With a team of 14 people, Gato Encerrado does not have programmers among its staff, but has alliances with other organizations that support it with technical issues.

That is why for Oliva, who was part of the data journalism unit of the newspaper El Diario de Hoy, it was important to participate in the Academy and learn how other small media around the world are working to launch artificial intelligence projects.

"We also want to learn from other colleagues about alternatives they are using to these high-cost tools and if it is possible to have access," Oliva said. "We’d hope to have programmers in the newsroom, but the important thing is to have this base of knowing how other media are working."

The magazine, which focuses on human rights issues and environmental phenomena, has a data verification section, Ojo de Gato, which is responsible for verifying the truthfulness of speeches by public officials and politicians. Oliva hopes to learn about tech tools that optimize the fact-checking of speech, both in text and images.

In addition, the Ojo de Gato section also plans to launch a chatbot for WhatsApp to help its readers access their fact-checking.

"[The Academy] may also expand the access we will have through that tool," Oliva said. "Our interest in this tool is to help our audiences have greater access to verified information, because of this problem of fake news and disinformation."

AI, a luxury for small newsrooms?

While some artificial intelligence developments involve high costs and the work of specialized personnel, there are more and more tools that are free or easily accessible. However, for small Latin American media outlets participating in the JournalismAI Academy for Small Newsrooms, the cost of implementing these tools is cause for concern.

“The more resources you have, oftentimes of money and especially talent (people with the right skills), the more you can do," Mattia Peretti said. "So there is always going to be a disadvantage for the smaller organizations. But at the same time, some of the most fascinating developments that we have seen in the last three years happen from just small organizations that test something."

elTOQUE innovation director Abraham Calas, from Cuba

Abraham Calas is director of innovation and development at elTOQUE. (Photo: Courtesy)

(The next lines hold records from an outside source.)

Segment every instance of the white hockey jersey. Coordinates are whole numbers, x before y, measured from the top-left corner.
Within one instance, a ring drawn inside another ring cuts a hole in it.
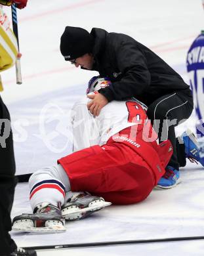
[[[136,99],[113,100],[96,117],[88,110],[90,100],[85,96],[71,110],[73,152],[96,144],[101,146],[114,134],[146,118],[146,106]]]

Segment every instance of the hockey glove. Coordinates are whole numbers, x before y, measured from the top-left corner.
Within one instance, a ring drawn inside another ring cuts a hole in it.
[[[13,3],[16,4],[16,7],[19,9],[22,9],[26,7],[28,0],[13,0]]]

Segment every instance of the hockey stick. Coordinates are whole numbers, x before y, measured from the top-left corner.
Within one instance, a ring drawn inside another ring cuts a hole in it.
[[[17,43],[18,43],[18,53],[17,56],[17,59],[16,62],[16,83],[18,85],[22,84],[22,75],[21,75],[21,68],[20,68],[20,60],[21,54],[19,53],[19,40],[18,40],[18,21],[17,21],[17,12],[16,7],[14,4],[11,5],[11,14],[12,14],[12,29],[14,35],[16,35]]]
[[[62,244],[62,245],[59,244],[55,245],[25,247],[24,247],[24,249],[27,250],[31,250],[31,249],[45,250],[45,249],[53,249],[123,245],[136,244],[161,243],[161,242],[167,242],[189,241],[189,240],[204,240],[204,236],[189,236],[189,237],[187,236],[187,237],[180,237],[180,238],[168,238],[146,239],[146,240],[137,240],[99,242],[85,243],[85,244]]]

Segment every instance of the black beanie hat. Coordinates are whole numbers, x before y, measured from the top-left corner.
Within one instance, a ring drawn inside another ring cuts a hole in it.
[[[92,52],[93,37],[81,28],[65,28],[61,37],[60,51],[65,60],[70,60]]]

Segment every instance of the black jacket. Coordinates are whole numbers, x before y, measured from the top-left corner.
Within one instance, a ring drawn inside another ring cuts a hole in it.
[[[160,96],[182,91],[189,85],[157,54],[132,37],[92,28],[94,38],[92,70],[111,78],[110,87],[100,93],[108,101],[136,97],[149,105]]]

elTOQUE has been able to take advantage of free tools offered by some technology companies for the development of its DeFacto Bot, such as Dialogflow, a Google application for developing chatbots; and Wit.ai, Facebook's natural language processing tool.

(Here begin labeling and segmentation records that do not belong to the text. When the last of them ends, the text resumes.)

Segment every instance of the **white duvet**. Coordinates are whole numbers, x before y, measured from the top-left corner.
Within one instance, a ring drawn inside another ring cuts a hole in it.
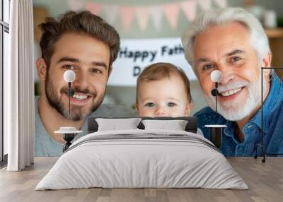
[[[35,190],[90,187],[248,189],[204,137],[139,129],[96,132],[78,139]]]

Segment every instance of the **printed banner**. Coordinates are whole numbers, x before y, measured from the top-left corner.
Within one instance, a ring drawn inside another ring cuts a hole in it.
[[[108,85],[134,86],[142,70],[156,62],[172,63],[183,69],[190,80],[197,79],[185,58],[180,37],[122,40]]]

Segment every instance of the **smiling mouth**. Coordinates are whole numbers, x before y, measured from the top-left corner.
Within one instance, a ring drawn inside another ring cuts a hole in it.
[[[233,89],[233,90],[227,90],[227,91],[225,91],[225,92],[219,93],[219,94],[222,97],[231,96],[231,95],[240,92],[243,88],[243,87],[238,88],[235,88],[235,89]]]
[[[65,93],[68,96],[68,93]],[[75,93],[73,96],[70,97],[70,101],[72,105],[83,105],[91,98],[89,94]]]

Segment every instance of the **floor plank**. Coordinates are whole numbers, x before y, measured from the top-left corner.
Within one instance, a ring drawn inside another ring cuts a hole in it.
[[[97,188],[36,191],[35,186],[57,158],[35,158],[35,165],[23,172],[0,170],[0,201],[282,201],[282,158],[267,158],[265,163],[260,158],[227,159],[249,190]]]

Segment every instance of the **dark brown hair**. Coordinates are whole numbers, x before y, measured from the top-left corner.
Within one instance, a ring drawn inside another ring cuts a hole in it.
[[[158,62],[151,64],[144,69],[142,73],[139,76],[137,81],[137,96],[136,102],[138,100],[138,91],[139,83],[142,81],[150,81],[160,80],[164,78],[169,78],[172,73],[177,73],[179,75],[183,81],[184,82],[185,90],[187,92],[187,99],[189,102],[192,102],[192,96],[190,95],[190,81],[185,75],[185,72],[180,68],[171,63]]]
[[[47,18],[46,22],[39,26],[42,32],[40,39],[42,57],[47,68],[56,42],[67,32],[85,34],[107,44],[110,52],[109,69],[117,57],[120,43],[119,34],[103,19],[89,11],[67,11],[58,21],[53,18]]]

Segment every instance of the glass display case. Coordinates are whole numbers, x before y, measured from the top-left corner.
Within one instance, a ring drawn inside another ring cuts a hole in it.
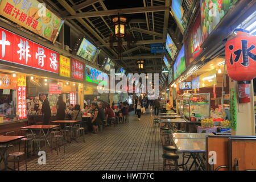
[[[177,112],[180,115],[183,114],[183,96],[184,94],[179,95],[177,98]]]
[[[210,117],[210,93],[188,93],[183,96],[184,115],[197,121]]]

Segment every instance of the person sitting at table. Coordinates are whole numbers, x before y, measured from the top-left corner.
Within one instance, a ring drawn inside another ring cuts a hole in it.
[[[89,111],[89,106],[88,105],[85,105],[84,107],[84,109],[82,109],[81,110],[81,111],[82,111],[82,112],[83,113],[88,113],[88,111]]]
[[[80,105],[77,104],[72,111],[72,120],[82,121],[82,112],[80,110]]]
[[[101,122],[101,119],[99,115],[98,107],[96,103],[92,104],[92,109],[91,124],[93,129],[93,133],[97,134],[98,126]]]
[[[105,110],[106,119],[108,121],[108,125],[111,122],[110,118],[114,118],[115,115],[115,112],[110,108],[110,106],[108,105]]]

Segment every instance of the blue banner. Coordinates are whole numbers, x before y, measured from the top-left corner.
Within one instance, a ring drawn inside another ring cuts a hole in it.
[[[166,48],[163,44],[151,44],[150,51],[151,53],[165,53]]]

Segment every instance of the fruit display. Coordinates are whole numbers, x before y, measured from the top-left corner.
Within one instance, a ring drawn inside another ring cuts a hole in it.
[[[201,121],[201,127],[210,127],[214,126],[214,122],[213,119],[204,119]]]
[[[221,127],[225,128],[230,128],[231,123],[228,120],[225,120],[221,122]]]
[[[237,1],[237,0],[201,0],[201,19],[204,40]]]
[[[194,96],[192,98],[190,98],[189,101],[190,101],[190,102],[191,102],[192,104],[193,104],[193,103],[203,104],[203,103],[207,102],[207,100],[204,97]]]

"These are free tools. What is important is to have a staff that does know how to use them," Abraham Calas said. “The use of libraries is totally free and any news outlet can use them.”

For Daniel Duarte, of Ciencia del Sur, the main challenge will be the initial implementation of the tools, given that in his newsroom they do not have staff specialized in these technologies.

"Financially, I think it would not be very costly, but it would demand a considerable time effort, at least to put those tools together at the beginning," Duarte said. “We would need the help of a consultant or an external person to help us implement these tools.”

A good internet connection is also crucial for the optimal functioning of artificial intelligence tools in newsrooms. In Cuba, where internet access is unstable and sometimes slow, connectivity would be one of the main challenges.

"Even so, we have used free tools with this meager connection. Sometimes I do it at the house of friends who have a better connection [...], and sometimes I work in the early morning [when the connection is better]," Ismario Rodríguez said. "I use geolocation tools, or to extract information. I make a lot of use of tools that are available in the early mornings."